Exister devient alors vraiment ce
qu’il est : « une chance », c’est-à-dire « une
grâce ». Dire de Dieu qu’il est dans chaque goutte ou qu’on n’a pas besoin
de lui revient au même parce que, dans les deux cas de figure, c’est à une
certaine représentation de Dieu que l’on renonce : celle du Père (d’où le rapprochement de Tyler avec les pères qui
nous abandonnent), du Père défendant le fruit, du Père interdisant, du Père
juge, du Père autoritaire (« fouettard ») qui puise sa domination
dans sa transcendance et c’est à une autre conception que l’on adhère de toute
les fibres de son être : celle d’un dieu « là », toujours déjà
là, en chaque goutte, en chaque respiration, à tout instant vécu au présent.

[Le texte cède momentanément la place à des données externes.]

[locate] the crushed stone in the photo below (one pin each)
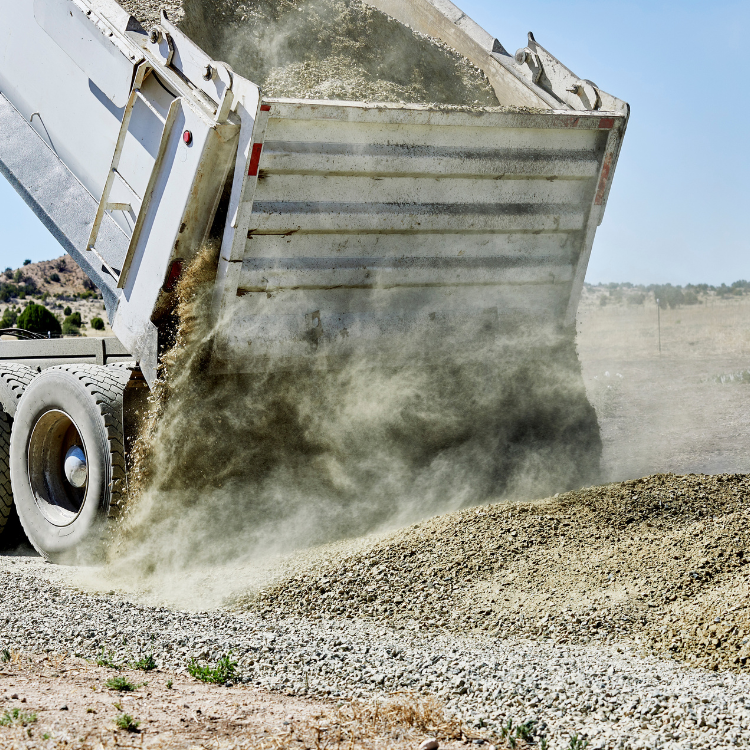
(608, 695)
(327, 49)
(659, 562)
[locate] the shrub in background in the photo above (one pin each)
(38, 319)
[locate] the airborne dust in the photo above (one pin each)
(327, 49)
(236, 470)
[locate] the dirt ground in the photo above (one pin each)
(664, 412)
(55, 702)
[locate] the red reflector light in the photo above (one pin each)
(173, 276)
(252, 170)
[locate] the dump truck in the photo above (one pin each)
(341, 224)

Les Stoïciens croient en un Dieu « présent », immanent, qui ne fait
qu’Un avec la totalité de l’univers. C’est ce que l’on appelle le
« Panthéisme » (Pan : Tout – Théos : Divin). Epictète,
Evey, Tyler Durden, Antigone, Socrate, (et pourquoi pas Jésus) nous décrivent,
chacun à leur manière, la seule façon de jouir à la fois des fruits de l’arbre
de vie et de l’arbre de la connaissance du bien et du mal : réaliser sa mort pour annuler une fois pour
toutes la peur de vivre.
(Conclusion) Nous sommes
partis de la possibilité de jouir d’un bien être faux, illusoire, pour
réaliser, qu’aussi loin que l’on puisse aller dans le fantasme, notamment avec
la machine de Nozick, on ne profite aucunement d’un sentiment de
« bonheur », mais seulement de plaisir. Ce n’est pas tant qu’il
faille comme le dit Descartes « ramener » ses désirs à l’ordre du
monde, c’est plutôt, comme Epictète nous le fait comprendre, dans la
réalisation du fait que mon désir coïncide avec celui du monde, que réside le
véritable bonheur, et c’est là ce que finalement nous appelons une « coïncidence »,
terme que nous devons prendre littéralement : « une
co-incidence » : arriver avec ce qui arrive. Quiconque est capable
d’éprouver à chaque instant l’évidence de son existence comme une vraie
coïncidence (arriver « à point nommé », au même moment que tout ce
qui arrive) jouit d’un bonheur total. Pour se réaliser, une telle condition
suppose que nous n’exigions rien, que nous acceptions tout, au sens
propre : le Tout. Il nous revient de ne pas reculer devant ce
paradoxe : en nous éprouvant mortels, nous comprenons que nous ne sommes
rien, mais en l’acceptant, nous réalisons pleinement notre condition d'existants", et pas seulement de vivants, nous devenons alors "tout" ce "que nous pouvons". L’Univers est
dans chaque goutte et chaque goutte est un Univers. Etre heureux, c’est jouir
de cette vérité. Aucune épée flamboyante, même tenue par des anges, ne peut plus nous interdire l'accès à ce paradis là.